Kleber Montanheiro, ator e fundador da Cia. de Revista e diretor da montagem, entende isso muito bem. Ele catapulta o espectador para essa fenda atemporal, estranha, onde essas duas épocas coexistem em um transe místico e cruel que é ser artista em um lugar onde a arte não é bem-vinda, ainda que necessária. Seu trabalho é um turbilhão criativo.
A montagem é enérgica, ancorada por uma encenação propositalmente mambembe, e uma cenografia lúdica. O manejo desses elementos envolve o espectador a tal ponto, que fica difícil perder a conexão com o espetáculo.
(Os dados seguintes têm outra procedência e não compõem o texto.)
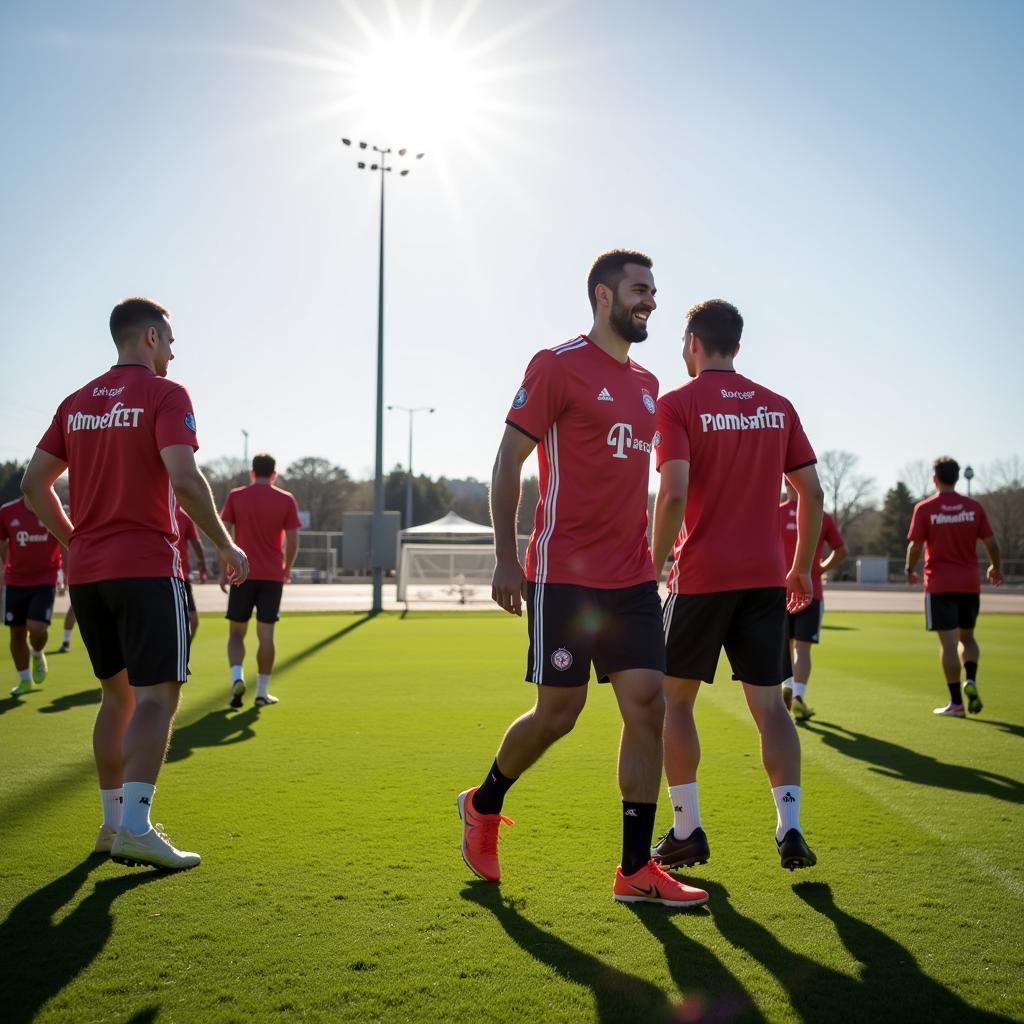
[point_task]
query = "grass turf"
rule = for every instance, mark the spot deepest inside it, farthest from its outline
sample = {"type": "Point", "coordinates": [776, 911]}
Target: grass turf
{"type": "Point", "coordinates": [332, 888]}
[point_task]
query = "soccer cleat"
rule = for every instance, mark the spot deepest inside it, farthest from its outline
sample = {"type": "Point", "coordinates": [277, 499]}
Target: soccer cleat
{"type": "Point", "coordinates": [652, 885]}
{"type": "Point", "coordinates": [795, 852]}
{"type": "Point", "coordinates": [974, 704]}
{"type": "Point", "coordinates": [152, 848]}
{"type": "Point", "coordinates": [672, 852]}
{"type": "Point", "coordinates": [479, 838]}
{"type": "Point", "coordinates": [801, 711]}
{"type": "Point", "coordinates": [104, 841]}
{"type": "Point", "coordinates": [38, 667]}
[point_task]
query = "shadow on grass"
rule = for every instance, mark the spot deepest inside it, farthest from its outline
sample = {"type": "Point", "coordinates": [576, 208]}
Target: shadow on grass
{"type": "Point", "coordinates": [39, 957]}
{"type": "Point", "coordinates": [216, 728]}
{"type": "Point", "coordinates": [898, 762]}
{"type": "Point", "coordinates": [891, 986]}
{"type": "Point", "coordinates": [619, 997]}
{"type": "Point", "coordinates": [68, 700]}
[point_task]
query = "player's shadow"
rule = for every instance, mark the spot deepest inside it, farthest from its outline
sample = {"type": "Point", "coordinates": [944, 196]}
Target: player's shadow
{"type": "Point", "coordinates": [295, 659]}
{"type": "Point", "coordinates": [710, 990]}
{"type": "Point", "coordinates": [619, 997]}
{"type": "Point", "coordinates": [68, 700]}
{"type": "Point", "coordinates": [898, 762]}
{"type": "Point", "coordinates": [39, 957]}
{"type": "Point", "coordinates": [817, 992]}
{"type": "Point", "coordinates": [216, 728]}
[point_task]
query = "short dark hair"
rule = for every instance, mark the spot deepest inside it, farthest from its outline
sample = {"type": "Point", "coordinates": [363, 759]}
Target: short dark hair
{"type": "Point", "coordinates": [609, 268]}
{"type": "Point", "coordinates": [718, 325]}
{"type": "Point", "coordinates": [263, 464]}
{"type": "Point", "coordinates": [946, 469]}
{"type": "Point", "coordinates": [131, 314]}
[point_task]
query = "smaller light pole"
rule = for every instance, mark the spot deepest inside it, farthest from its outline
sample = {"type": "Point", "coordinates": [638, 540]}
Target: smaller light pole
{"type": "Point", "coordinates": [409, 465]}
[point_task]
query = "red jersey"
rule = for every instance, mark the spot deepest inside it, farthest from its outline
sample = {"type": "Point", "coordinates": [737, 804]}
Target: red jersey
{"type": "Point", "coordinates": [260, 514]}
{"type": "Point", "coordinates": [829, 535]}
{"type": "Point", "coordinates": [950, 525]}
{"type": "Point", "coordinates": [111, 433]}
{"type": "Point", "coordinates": [738, 438]}
{"type": "Point", "coordinates": [594, 421]}
{"type": "Point", "coordinates": [33, 552]}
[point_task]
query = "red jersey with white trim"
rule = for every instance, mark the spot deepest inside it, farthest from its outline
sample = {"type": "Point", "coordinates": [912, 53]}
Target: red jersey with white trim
{"type": "Point", "coordinates": [260, 514]}
{"type": "Point", "coordinates": [829, 535]}
{"type": "Point", "coordinates": [594, 421]}
{"type": "Point", "coordinates": [738, 438]}
{"type": "Point", "coordinates": [33, 552]}
{"type": "Point", "coordinates": [111, 433]}
{"type": "Point", "coordinates": [950, 525]}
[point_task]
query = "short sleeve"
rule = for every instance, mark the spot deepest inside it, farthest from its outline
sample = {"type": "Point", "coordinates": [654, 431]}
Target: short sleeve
{"type": "Point", "coordinates": [541, 398]}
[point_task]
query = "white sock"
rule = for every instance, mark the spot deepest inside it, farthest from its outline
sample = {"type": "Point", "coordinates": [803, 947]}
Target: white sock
{"type": "Point", "coordinates": [786, 808]}
{"type": "Point", "coordinates": [138, 800]}
{"type": "Point", "coordinates": [687, 811]}
{"type": "Point", "coordinates": [113, 801]}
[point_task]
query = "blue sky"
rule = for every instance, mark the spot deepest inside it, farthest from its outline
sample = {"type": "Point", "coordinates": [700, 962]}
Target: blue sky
{"type": "Point", "coordinates": [848, 174]}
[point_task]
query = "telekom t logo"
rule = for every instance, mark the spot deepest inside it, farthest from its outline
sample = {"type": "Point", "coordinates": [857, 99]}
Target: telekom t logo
{"type": "Point", "coordinates": [621, 437]}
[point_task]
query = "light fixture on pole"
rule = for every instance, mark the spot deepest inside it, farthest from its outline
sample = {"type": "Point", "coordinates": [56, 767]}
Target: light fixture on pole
{"type": "Point", "coordinates": [409, 466]}
{"type": "Point", "coordinates": [377, 527]}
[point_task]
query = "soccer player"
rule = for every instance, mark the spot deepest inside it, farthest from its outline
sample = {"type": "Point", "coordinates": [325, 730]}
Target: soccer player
{"type": "Point", "coordinates": [128, 440]}
{"type": "Point", "coordinates": [725, 440]}
{"type": "Point", "coordinates": [263, 518]}
{"type": "Point", "coordinates": [804, 628]}
{"type": "Point", "coordinates": [32, 561]}
{"type": "Point", "coordinates": [589, 584]}
{"type": "Point", "coordinates": [188, 538]}
{"type": "Point", "coordinates": [949, 525]}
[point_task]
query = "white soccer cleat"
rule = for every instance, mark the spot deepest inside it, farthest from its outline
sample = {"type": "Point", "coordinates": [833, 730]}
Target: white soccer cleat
{"type": "Point", "coordinates": [153, 848]}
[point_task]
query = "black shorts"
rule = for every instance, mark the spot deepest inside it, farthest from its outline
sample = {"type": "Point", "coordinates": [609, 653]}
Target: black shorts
{"type": "Point", "coordinates": [571, 627]}
{"type": "Point", "coordinates": [263, 595]}
{"type": "Point", "coordinates": [951, 611]}
{"type": "Point", "coordinates": [749, 624]}
{"type": "Point", "coordinates": [140, 625]}
{"type": "Point", "coordinates": [806, 625]}
{"type": "Point", "coordinates": [22, 603]}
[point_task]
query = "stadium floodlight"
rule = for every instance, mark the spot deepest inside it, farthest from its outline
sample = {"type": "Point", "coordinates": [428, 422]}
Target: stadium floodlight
{"type": "Point", "coordinates": [377, 527]}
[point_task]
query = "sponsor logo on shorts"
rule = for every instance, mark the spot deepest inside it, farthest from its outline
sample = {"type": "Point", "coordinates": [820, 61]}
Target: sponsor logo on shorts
{"type": "Point", "coordinates": [561, 659]}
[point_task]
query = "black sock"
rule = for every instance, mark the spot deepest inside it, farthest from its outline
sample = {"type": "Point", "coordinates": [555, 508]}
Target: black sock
{"type": "Point", "coordinates": [638, 830]}
{"type": "Point", "coordinates": [491, 796]}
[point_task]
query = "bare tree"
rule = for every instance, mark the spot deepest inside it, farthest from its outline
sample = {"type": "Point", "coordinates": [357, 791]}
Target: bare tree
{"type": "Point", "coordinates": [847, 493]}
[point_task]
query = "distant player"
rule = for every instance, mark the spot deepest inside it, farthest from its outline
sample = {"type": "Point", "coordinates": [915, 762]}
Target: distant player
{"type": "Point", "coordinates": [724, 442]}
{"type": "Point", "coordinates": [589, 584]}
{"type": "Point", "coordinates": [264, 519]}
{"type": "Point", "coordinates": [949, 525]}
{"type": "Point", "coordinates": [32, 561]}
{"type": "Point", "coordinates": [128, 440]}
{"type": "Point", "coordinates": [804, 628]}
{"type": "Point", "coordinates": [188, 538]}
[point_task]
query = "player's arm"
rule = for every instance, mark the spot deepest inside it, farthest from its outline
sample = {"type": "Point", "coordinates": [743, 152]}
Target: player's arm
{"type": "Point", "coordinates": [994, 571]}
{"type": "Point", "coordinates": [508, 586]}
{"type": "Point", "coordinates": [37, 485]}
{"type": "Point", "coordinates": [193, 493]}
{"type": "Point", "coordinates": [669, 508]}
{"type": "Point", "coordinates": [810, 505]}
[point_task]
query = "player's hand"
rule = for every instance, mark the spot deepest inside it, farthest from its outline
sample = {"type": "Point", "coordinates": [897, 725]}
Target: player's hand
{"type": "Point", "coordinates": [799, 591]}
{"type": "Point", "coordinates": [508, 587]}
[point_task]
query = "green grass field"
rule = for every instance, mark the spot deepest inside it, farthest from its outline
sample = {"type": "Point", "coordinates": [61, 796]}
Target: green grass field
{"type": "Point", "coordinates": [332, 888]}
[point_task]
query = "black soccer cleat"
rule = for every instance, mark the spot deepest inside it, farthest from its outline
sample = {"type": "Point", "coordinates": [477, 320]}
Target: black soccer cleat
{"type": "Point", "coordinates": [795, 852]}
{"type": "Point", "coordinates": [672, 852]}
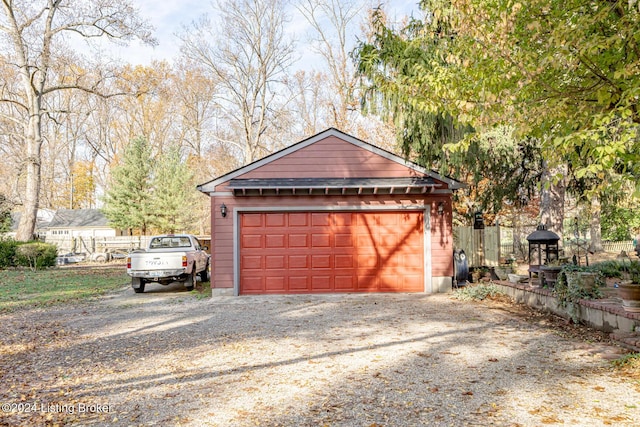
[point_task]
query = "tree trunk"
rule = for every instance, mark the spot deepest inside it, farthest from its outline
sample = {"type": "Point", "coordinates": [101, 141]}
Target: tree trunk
{"type": "Point", "coordinates": [27, 225]}
{"type": "Point", "coordinates": [595, 229]}
{"type": "Point", "coordinates": [552, 197]}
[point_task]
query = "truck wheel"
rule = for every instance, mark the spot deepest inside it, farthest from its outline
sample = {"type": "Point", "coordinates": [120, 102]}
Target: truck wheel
{"type": "Point", "coordinates": [138, 285]}
{"type": "Point", "coordinates": [190, 282]}
{"type": "Point", "coordinates": [204, 274]}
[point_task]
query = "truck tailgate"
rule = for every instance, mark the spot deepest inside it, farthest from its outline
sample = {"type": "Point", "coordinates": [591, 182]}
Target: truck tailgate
{"type": "Point", "coordinates": [156, 261]}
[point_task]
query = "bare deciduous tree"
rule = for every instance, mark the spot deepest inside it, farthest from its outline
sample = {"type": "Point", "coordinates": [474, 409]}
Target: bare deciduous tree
{"type": "Point", "coordinates": [332, 21]}
{"type": "Point", "coordinates": [33, 40]}
{"type": "Point", "coordinates": [248, 52]}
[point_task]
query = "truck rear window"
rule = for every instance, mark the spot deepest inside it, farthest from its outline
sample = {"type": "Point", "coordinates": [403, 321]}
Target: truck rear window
{"type": "Point", "coordinates": [170, 242]}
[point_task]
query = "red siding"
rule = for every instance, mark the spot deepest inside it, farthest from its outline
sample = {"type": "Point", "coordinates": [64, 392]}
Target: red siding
{"type": "Point", "coordinates": [331, 158]}
{"type": "Point", "coordinates": [222, 228]}
{"type": "Point", "coordinates": [315, 252]}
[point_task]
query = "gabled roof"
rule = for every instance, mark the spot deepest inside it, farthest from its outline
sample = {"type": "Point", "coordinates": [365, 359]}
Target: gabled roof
{"type": "Point", "coordinates": [210, 186]}
{"type": "Point", "coordinates": [72, 218]}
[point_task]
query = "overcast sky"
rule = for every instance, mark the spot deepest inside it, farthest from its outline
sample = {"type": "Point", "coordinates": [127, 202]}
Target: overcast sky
{"type": "Point", "coordinates": [169, 16]}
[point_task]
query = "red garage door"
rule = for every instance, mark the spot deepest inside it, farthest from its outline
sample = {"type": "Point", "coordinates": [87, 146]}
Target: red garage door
{"type": "Point", "coordinates": [307, 252]}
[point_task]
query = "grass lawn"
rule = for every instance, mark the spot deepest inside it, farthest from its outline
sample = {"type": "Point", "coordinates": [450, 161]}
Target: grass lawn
{"type": "Point", "coordinates": [25, 288]}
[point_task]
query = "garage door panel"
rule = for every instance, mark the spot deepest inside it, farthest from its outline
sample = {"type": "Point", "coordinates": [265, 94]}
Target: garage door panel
{"type": "Point", "coordinates": [252, 262]}
{"type": "Point", "coordinates": [343, 261]}
{"type": "Point", "coordinates": [321, 261]}
{"type": "Point", "coordinates": [298, 240]}
{"type": "Point", "coordinates": [298, 219]}
{"type": "Point", "coordinates": [343, 240]}
{"type": "Point", "coordinates": [275, 220]}
{"type": "Point", "coordinates": [273, 262]}
{"type": "Point", "coordinates": [332, 252]}
{"type": "Point", "coordinates": [299, 261]}
{"type": "Point", "coordinates": [320, 219]}
{"type": "Point", "coordinates": [252, 241]}
{"type": "Point", "coordinates": [252, 220]}
{"type": "Point", "coordinates": [275, 241]}
{"type": "Point", "coordinates": [321, 240]}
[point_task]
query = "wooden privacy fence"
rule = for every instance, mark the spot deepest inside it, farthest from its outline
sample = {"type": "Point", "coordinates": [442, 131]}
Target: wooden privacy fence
{"type": "Point", "coordinates": [482, 246]}
{"type": "Point", "coordinates": [617, 247]}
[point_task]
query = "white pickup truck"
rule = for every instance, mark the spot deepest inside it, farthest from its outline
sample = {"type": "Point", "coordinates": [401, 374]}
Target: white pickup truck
{"type": "Point", "coordinates": [169, 258]}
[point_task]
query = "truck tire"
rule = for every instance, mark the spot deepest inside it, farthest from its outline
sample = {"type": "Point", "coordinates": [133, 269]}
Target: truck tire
{"type": "Point", "coordinates": [190, 282]}
{"type": "Point", "coordinates": [204, 274]}
{"type": "Point", "coordinates": [138, 285]}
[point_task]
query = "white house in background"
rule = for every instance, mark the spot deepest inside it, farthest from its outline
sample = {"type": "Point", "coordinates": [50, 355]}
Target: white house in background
{"type": "Point", "coordinates": [72, 223]}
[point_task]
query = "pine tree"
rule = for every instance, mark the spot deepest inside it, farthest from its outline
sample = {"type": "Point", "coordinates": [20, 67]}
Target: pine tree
{"type": "Point", "coordinates": [127, 202]}
{"type": "Point", "coordinates": [172, 199]}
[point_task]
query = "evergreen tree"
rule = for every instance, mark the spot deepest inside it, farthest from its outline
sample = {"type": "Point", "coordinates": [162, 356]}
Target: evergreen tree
{"type": "Point", "coordinates": [127, 202]}
{"type": "Point", "coordinates": [172, 199]}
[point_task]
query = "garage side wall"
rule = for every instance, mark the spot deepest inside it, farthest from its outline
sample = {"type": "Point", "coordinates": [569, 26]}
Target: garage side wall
{"type": "Point", "coordinates": [440, 264]}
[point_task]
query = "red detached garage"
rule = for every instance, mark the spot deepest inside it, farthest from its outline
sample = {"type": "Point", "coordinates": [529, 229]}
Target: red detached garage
{"type": "Point", "coordinates": [331, 214]}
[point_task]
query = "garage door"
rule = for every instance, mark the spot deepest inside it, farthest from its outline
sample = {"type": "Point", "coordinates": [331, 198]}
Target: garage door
{"type": "Point", "coordinates": [312, 252]}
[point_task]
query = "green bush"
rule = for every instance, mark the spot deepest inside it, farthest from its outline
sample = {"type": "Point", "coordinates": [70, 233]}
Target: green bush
{"type": "Point", "coordinates": [7, 253]}
{"type": "Point", "coordinates": [478, 292]}
{"type": "Point", "coordinates": [36, 255]}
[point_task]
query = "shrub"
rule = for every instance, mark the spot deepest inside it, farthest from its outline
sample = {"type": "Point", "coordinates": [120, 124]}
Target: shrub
{"type": "Point", "coordinates": [478, 292]}
{"type": "Point", "coordinates": [36, 255]}
{"type": "Point", "coordinates": [7, 253]}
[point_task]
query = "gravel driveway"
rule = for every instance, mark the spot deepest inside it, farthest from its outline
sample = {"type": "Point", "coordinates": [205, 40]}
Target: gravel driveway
{"type": "Point", "coordinates": [164, 358]}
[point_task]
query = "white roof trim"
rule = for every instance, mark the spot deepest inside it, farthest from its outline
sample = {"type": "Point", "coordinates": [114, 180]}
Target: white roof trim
{"type": "Point", "coordinates": [209, 187]}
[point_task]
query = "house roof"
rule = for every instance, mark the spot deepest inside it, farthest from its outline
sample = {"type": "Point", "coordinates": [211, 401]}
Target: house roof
{"type": "Point", "coordinates": [43, 217]}
{"type": "Point", "coordinates": [330, 186]}
{"type": "Point", "coordinates": [236, 185]}
{"type": "Point", "coordinates": [72, 218]}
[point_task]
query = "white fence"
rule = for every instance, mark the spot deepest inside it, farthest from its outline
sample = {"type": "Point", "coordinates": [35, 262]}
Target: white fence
{"type": "Point", "coordinates": [91, 245]}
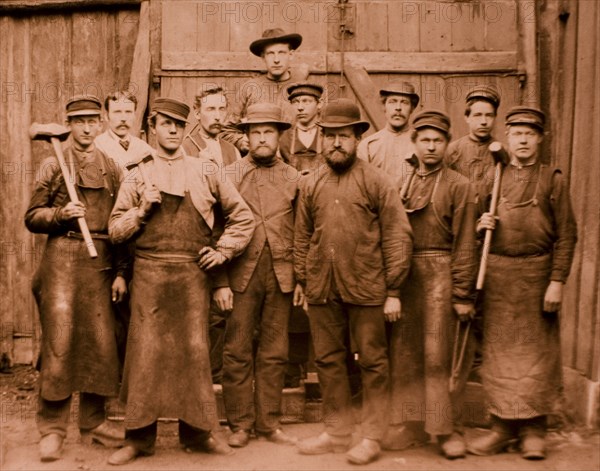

A iluminação de Gabriele Sousa tem parte importante na construção dessa atmosfera. E a forma como a plateia foi disposta, como se fossemos figurantes e o público propriamente dito do grupo fictício, dá calor à peça. O elenco todo, inclusive, está afinado com a proposta e se entrega sem nenhum freio. Nathalia Quadros, Bia Sabiá, Zé Gui Bueno, Lucas Truta e tantos outros artistas cantam, dançam, fazem graça, criando intimidade com quem assiste.
Kleber Montanheiro manteve o humor do filme. Mas transformou a história em um musical. O que foi ótimo. Para colaborar na criação, o grupo As Baías compôs 24 músicas que contextualizam o trabalho da trupe liderada pelo personagem Clécio, sem que haja uma interrupção do enredo. Ao contrário, a música é parte do elenco. É justamente na colagem desses elementos que o espetáculo se distancia do filme e ganha alma própria. É genial como a peça acontece, como o espaço é montado e desmontado seguindo cada cena, e é aproveitado pelos personagens. Duas escadas e uma tábua, por exemplo, viram uma espécie de mirante para uma das apresentações musicais mais belas do espetáculo, o momento onde Jandira (Larissa Noel), a namorada de Fininha (Matheus Vicente), entende que foi trocada por Clécio.
Aliás, outro ponto que o espetáculo faz muito bem é recortar a própria transformação de Fininha. De soldado à parte do grupo, é nele que está a pureza, a força, a libido, a sede e busca por levar essa liberdade recém-conhecida para os lugares onde ela só vive isolada. Fininha é o corpo estranho que precisa vestir farda de manhã e seguir ordens que pouco concorda só para ter futuro, pra ser alguém. Mas ele também precisa compreender que há futuro em outras formas de vida. A liberdade é o caminho pra chegar até este tempo.
Eu lembrei muito do Dzi Croquettes. O grupo realmente existiu no Brasil entre 1972 a 1976. Eles foram fundamentais pra que outras companhias existissem, como Grupo de Teatro Vivencial, do Recife, que inspirou Hilton Lacerda a criar o filme Tatuagem.
Assim como o Dzi Croquettes à época, o Chão de Estrelas de 2022 evoca um país que já foi mais confrontador, mais resistente, mais desbocado; instiga a capacidade de sonhar. Homenageia as pessoas que lutaram e morreram, e defende a arte popular, ao mesmo tempo em que devolve jovialidade às lutas que nos trouxeram até aqui.
Tatuagem ajuda a lembrar que o amor, a liberdade e a arte são marcas definitivas no peito da nossa história. Pode pegar, esfregar, negar, mas não lavar.
Tatuagem fica em cartaz até o dia 28.08 no Espaço Cia da Revista, em São Paulo.